Im attempting to relocate from Michigan to Texas, and start a career in law enforcement. Its taking far to long to get a call from michigan agencies, mostly due to the economy here. 

I have applied to a couple of agencies in other states, at the request of friends and family, but i honestly would prefer to relocate to Texas.  Unfortunately, im having some difficulty getting a leg in the door with agencies. Possibly due to my current location, as with my other attempts with other states. I understand how difficult it is to insure a square opportunity while living in another state. If there are any brothers within any Texas law enforcement agency, who could provide alittle assistance, it would be greatly appreciated.

Thanks!


----------



## TCShelton (Apr 8, 2009)

Try Dallas and Ft Worth.  They are always hiring, particularly if you have experience.  Pay is decent too.


----------



## Wingnut (Apr 8, 2009)

was gonna say the same thing.  Dallas is hurting.  McKinney is looking for officers, or was.  The Chief in McKinney is a Mason, in fact he is the Venerable Master this year at the Valley of Dallas


----------



## cmoreno85tx (Apr 8, 2009)

San Antonio PD has NOW HIRING signs all over town.

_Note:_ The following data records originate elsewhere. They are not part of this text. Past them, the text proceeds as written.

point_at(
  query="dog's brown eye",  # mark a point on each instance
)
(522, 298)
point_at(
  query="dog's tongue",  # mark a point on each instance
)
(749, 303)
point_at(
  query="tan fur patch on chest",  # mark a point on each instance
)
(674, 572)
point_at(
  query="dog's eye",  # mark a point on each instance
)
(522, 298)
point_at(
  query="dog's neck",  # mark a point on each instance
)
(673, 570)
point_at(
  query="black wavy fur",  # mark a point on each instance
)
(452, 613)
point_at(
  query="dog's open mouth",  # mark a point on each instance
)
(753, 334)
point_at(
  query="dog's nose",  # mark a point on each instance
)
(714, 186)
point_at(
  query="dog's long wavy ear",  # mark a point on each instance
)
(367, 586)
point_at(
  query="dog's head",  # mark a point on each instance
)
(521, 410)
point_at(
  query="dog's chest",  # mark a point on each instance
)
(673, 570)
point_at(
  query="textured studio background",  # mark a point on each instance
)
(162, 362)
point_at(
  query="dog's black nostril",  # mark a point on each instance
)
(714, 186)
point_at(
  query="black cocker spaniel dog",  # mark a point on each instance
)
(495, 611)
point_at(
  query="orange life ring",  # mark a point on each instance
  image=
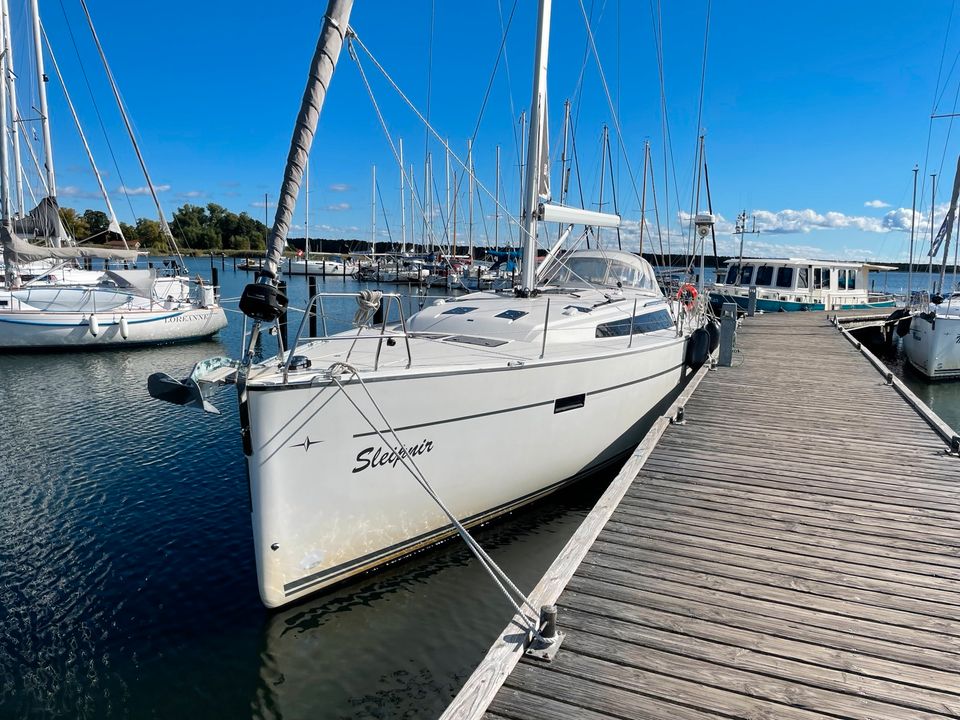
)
(687, 296)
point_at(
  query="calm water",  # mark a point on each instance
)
(126, 567)
(127, 581)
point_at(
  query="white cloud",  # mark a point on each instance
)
(142, 190)
(75, 192)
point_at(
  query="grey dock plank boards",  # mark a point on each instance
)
(792, 551)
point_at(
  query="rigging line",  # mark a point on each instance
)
(133, 140)
(493, 74)
(96, 108)
(386, 221)
(354, 38)
(497, 573)
(943, 54)
(703, 80)
(383, 124)
(506, 67)
(83, 138)
(606, 89)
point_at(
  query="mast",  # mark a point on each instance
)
(335, 22)
(413, 204)
(306, 216)
(126, 121)
(496, 205)
(913, 227)
(951, 214)
(44, 115)
(643, 194)
(4, 162)
(538, 111)
(470, 197)
(14, 113)
(933, 205)
(403, 213)
(373, 210)
(114, 222)
(603, 169)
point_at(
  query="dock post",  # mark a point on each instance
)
(728, 333)
(312, 308)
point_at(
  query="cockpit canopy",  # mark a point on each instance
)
(601, 268)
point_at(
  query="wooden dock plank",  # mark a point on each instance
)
(791, 551)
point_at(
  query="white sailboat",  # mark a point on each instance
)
(64, 307)
(932, 344)
(553, 379)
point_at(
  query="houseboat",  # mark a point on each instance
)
(785, 285)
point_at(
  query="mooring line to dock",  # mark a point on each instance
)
(530, 625)
(481, 687)
(945, 431)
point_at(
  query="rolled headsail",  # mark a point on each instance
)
(332, 35)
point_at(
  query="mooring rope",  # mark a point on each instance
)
(498, 575)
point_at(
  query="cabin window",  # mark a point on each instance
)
(648, 322)
(785, 277)
(821, 278)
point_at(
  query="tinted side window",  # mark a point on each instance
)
(784, 277)
(658, 320)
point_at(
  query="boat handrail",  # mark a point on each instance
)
(317, 300)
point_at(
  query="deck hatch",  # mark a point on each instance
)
(573, 402)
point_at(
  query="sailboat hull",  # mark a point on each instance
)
(932, 346)
(331, 499)
(119, 327)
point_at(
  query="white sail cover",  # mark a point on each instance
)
(18, 250)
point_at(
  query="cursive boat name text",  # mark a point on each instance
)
(379, 457)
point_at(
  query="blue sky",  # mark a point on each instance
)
(814, 113)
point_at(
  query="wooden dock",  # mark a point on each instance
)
(790, 552)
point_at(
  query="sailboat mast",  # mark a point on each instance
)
(403, 212)
(470, 197)
(913, 227)
(4, 161)
(373, 210)
(496, 204)
(329, 44)
(538, 111)
(14, 113)
(951, 216)
(306, 215)
(643, 194)
(44, 115)
(114, 222)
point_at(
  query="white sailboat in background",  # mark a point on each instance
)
(556, 377)
(932, 344)
(66, 306)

I almost signed up when I lost my job in early February.


----------



## Hippie19950 (Apr 8, 2009)

Have you any training, or certifications in Law Enforcement? Texas does require a certification program and licensure to be an active Peace Officer. Many of the larger cities provide an academy for you to attend, as well as Texas DPS (State Police). Once you complete the academy, you take the State exam, and on passing, the agency puts you on as a regular officer. Smaller agencies will "sponsor" you, but it is usually up to you to pay for the academy. On completion, again the sponsoring agency will usually hire you for their department. One benefit of paying your own way, is that you are not obligated to an agency in case a better offer comes about. I spent 21 years in Law Enforcement, have a few "atta boys", and a lot of battle scars. Being asked to come back by a couple of agencies, but wife is not too happy... I moved from Indiana MANY years ago, and fell into this, it's been great.


----------



## BronzeVessel (Apr 9, 2009)

Thanks everyone for the replies. The information, as well as just having brothers reply, means a lot to me. Just got an email from Louisville Metro Police today, informing me that they set me up for a condensed employment process, since im out of state. The dates are for mid June. Since i really want to relocate to Texas, im gonna utilize the information i received from everyone here and try to land something in Texas. 

Again, I appreciate everyone's help.


----------